Ebbene, la comunità che legge queste lettere – e a volte scrive i contenuti che veicolano – ha una ragion d’essere esattamente perché intende contraddire un simile progetto, una simile narrazione.

Quel che m’interessa, e che spero vi interessi, è moltiplicare le opzioni, uscire dagli aut aut, scegliere tutto – se proprio bisogna scegliere. Far questo nel ricco closet della maschilità serve anche a rivelare come le cose che quel closet contiene (o meglio non riesce a contenere) siano talvolta utili persino a costruire il mito di chi rivendica la presunta altra metà del cielo.

Un closet immenso (l’internet ad alto tasso di maschilità) è quello che esplora l’ospite di questa prima settimana nel nuovo ciclo della rubrica: Andrea Capra, italianista che a volte sembra un germanista e che fino a poche settimane fa sfrecciava in bicicletta nelle più auree californie settentrionali. È ora a Princeton, alla Society of Fellows, a scrivere di cibernetica e intelligenze meccaniche come solo un filologo (o forse un filosofo) può finemente fare.

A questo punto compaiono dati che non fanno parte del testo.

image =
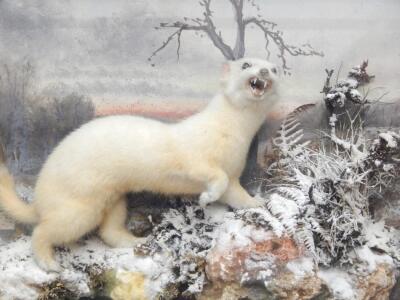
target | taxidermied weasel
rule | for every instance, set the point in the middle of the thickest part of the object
(83, 183)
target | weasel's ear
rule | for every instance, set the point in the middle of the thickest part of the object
(226, 69)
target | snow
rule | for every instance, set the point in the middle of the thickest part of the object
(301, 267)
(339, 282)
(371, 259)
(20, 274)
(389, 137)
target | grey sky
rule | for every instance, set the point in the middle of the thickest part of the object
(100, 47)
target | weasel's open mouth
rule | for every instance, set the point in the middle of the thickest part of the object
(258, 86)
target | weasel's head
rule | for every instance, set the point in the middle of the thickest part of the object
(248, 81)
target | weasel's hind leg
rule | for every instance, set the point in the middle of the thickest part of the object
(67, 224)
(113, 231)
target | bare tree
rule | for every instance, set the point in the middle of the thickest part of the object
(206, 25)
(273, 37)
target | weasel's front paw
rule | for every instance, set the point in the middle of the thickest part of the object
(205, 198)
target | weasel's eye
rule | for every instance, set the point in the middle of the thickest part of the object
(245, 66)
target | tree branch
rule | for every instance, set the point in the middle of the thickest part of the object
(181, 27)
(276, 36)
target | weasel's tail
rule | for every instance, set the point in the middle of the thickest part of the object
(9, 200)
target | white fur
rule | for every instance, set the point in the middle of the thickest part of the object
(83, 183)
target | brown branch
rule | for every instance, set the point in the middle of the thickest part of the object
(212, 32)
(239, 49)
(276, 36)
(206, 25)
(181, 27)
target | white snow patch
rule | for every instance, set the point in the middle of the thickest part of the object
(301, 267)
(339, 282)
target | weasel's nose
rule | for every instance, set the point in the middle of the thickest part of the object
(264, 72)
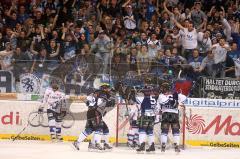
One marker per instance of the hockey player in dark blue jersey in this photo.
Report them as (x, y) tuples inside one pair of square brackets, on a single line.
[(169, 102), (147, 115), (97, 102)]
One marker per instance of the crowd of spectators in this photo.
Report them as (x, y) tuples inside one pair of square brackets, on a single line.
[(160, 37)]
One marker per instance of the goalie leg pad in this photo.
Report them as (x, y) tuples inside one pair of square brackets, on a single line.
[(175, 128), (51, 114), (105, 128), (169, 117), (144, 122), (165, 128)]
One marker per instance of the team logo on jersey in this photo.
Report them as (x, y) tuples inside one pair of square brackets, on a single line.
[(29, 83)]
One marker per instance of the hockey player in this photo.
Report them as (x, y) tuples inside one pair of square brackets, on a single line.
[(133, 136), (96, 103), (169, 103), (55, 101), (147, 117)]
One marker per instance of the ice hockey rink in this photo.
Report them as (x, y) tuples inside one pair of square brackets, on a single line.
[(48, 150)]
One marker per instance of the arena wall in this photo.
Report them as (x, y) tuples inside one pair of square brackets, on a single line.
[(205, 125)]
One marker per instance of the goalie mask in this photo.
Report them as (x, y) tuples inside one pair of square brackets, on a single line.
[(54, 85), (165, 87), (105, 87)]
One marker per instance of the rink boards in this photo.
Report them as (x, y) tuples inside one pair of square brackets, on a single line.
[(205, 126)]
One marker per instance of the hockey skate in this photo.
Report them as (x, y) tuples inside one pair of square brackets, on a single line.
[(59, 138), (53, 138), (75, 144), (163, 148), (98, 147), (151, 148), (132, 145), (107, 147), (141, 148), (176, 148), (91, 146)]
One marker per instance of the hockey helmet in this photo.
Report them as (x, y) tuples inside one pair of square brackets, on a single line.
[(105, 86), (54, 84), (165, 87)]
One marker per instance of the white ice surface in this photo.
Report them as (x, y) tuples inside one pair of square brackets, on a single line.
[(48, 150)]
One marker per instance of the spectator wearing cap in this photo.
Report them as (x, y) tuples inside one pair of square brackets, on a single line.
[(40, 63), (6, 57), (160, 32), (38, 18), (198, 17), (132, 59), (175, 12), (22, 16), (232, 60), (143, 38), (186, 14), (195, 63), (138, 46), (2, 42), (102, 47), (204, 42), (153, 45), (188, 38), (168, 42), (53, 50), (23, 41), (119, 66), (220, 53), (150, 9), (21, 62), (206, 67), (11, 17), (129, 19), (69, 44), (143, 60), (157, 64)]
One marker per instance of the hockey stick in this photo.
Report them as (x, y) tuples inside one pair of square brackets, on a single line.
[(24, 128)]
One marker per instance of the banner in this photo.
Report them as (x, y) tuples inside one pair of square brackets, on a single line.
[(205, 102), (220, 88), (213, 127)]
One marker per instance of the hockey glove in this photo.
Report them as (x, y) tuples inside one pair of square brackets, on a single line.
[(63, 114), (40, 110), (110, 103)]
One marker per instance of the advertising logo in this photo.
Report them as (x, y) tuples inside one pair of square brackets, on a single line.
[(29, 83), (11, 118), (196, 125)]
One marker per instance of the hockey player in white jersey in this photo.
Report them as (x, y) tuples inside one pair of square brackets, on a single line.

Andrea, come me, su internet ci è cresciuto, e visto che da ragazzino competeva da gamer a livello professionale ho a lungo desiderato un suo contributo sul joystick (questa tattile cosa da maschi, un po’ onanista, originariamente assai fallica) oppure sui paraphernalia del giocatore al computer – la sedia imbottita, la tastiera luminescente, le gonfie cuffie col microfono tipo Matrix.

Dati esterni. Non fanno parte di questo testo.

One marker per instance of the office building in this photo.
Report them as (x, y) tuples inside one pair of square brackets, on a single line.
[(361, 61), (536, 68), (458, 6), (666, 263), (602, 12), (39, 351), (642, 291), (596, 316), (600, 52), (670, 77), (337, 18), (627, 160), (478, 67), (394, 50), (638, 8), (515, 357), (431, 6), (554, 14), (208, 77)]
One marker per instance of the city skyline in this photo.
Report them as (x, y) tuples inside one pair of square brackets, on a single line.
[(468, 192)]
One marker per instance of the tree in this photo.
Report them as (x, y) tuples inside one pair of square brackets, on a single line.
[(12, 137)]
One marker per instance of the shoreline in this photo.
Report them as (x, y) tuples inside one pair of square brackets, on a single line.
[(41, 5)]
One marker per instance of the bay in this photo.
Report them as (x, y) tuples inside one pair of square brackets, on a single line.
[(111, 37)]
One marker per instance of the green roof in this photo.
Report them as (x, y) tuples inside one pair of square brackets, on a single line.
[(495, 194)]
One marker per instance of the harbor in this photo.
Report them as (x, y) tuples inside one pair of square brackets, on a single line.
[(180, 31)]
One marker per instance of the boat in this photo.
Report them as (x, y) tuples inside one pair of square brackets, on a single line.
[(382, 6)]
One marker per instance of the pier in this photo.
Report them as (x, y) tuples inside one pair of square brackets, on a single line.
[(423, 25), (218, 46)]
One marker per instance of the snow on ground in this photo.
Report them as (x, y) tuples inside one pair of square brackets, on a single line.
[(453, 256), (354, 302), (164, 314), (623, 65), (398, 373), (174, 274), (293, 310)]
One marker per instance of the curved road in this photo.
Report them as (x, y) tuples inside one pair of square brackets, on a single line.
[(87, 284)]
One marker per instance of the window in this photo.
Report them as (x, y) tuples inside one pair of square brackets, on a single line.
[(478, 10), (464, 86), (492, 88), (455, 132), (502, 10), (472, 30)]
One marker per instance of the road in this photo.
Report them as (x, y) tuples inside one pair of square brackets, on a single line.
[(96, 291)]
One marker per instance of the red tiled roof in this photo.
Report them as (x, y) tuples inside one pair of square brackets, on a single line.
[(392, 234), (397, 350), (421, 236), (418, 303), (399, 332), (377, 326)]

Troppo raffinato per una roba tanto banalmente tematica, e troppo poco sedotto – a differenza di me – dall’anima degli oggetti in sé, Andrea ha invece deciso di scrivere una specie di etnografia degli spazi più omosociali della rete. Ci porta dunque soprattutto nei meandri di 4chan e sui server di World of Warcraft, a incontrare femboys e gif pornografiche, ragazzi che performano elfe muliebri e ragazze che trascendono i confini del genere. È un pezzo bellissimo, pieno di link, e mi auguro che questa settimana troviate il tempo di leggerlo qui su Domani in digitale.

Mi auguro anche che apprezziate il ritorno dell’ormai leggendario Didier Falzone, il cui superbo collage sulle medaglie combina la grazia del meta-ritratto botticelliano di un ignoto ragazzo (che mostra appunto, agli Uffizi, una medaglia di Cosimo il Vecchio, resa con realismo impressionante impastando del gesso tridimensionale alla pittura) con le enigmatiche teste inorganiche dell’immaginario dechirichiano – il capo-capitello mi fa pensare in particolare al fratello di de Chirico, Alberto Savinio, e ai suoi ritratti in cui le teste sono sostituite da riccioli, impasti materici, brani d’archeologia.

L’alleanza verbo-visiva con Didier, con mio grande orgoglio, continuerà nei numeri seguenti. Il prossimo, che arriverà forse quando già sapremo l’esito delle consultazioni post-elettorali, girerà significativamente intorno al letto, al condividere il letto, al trovare spazio in popolatissimi letti (da maschi).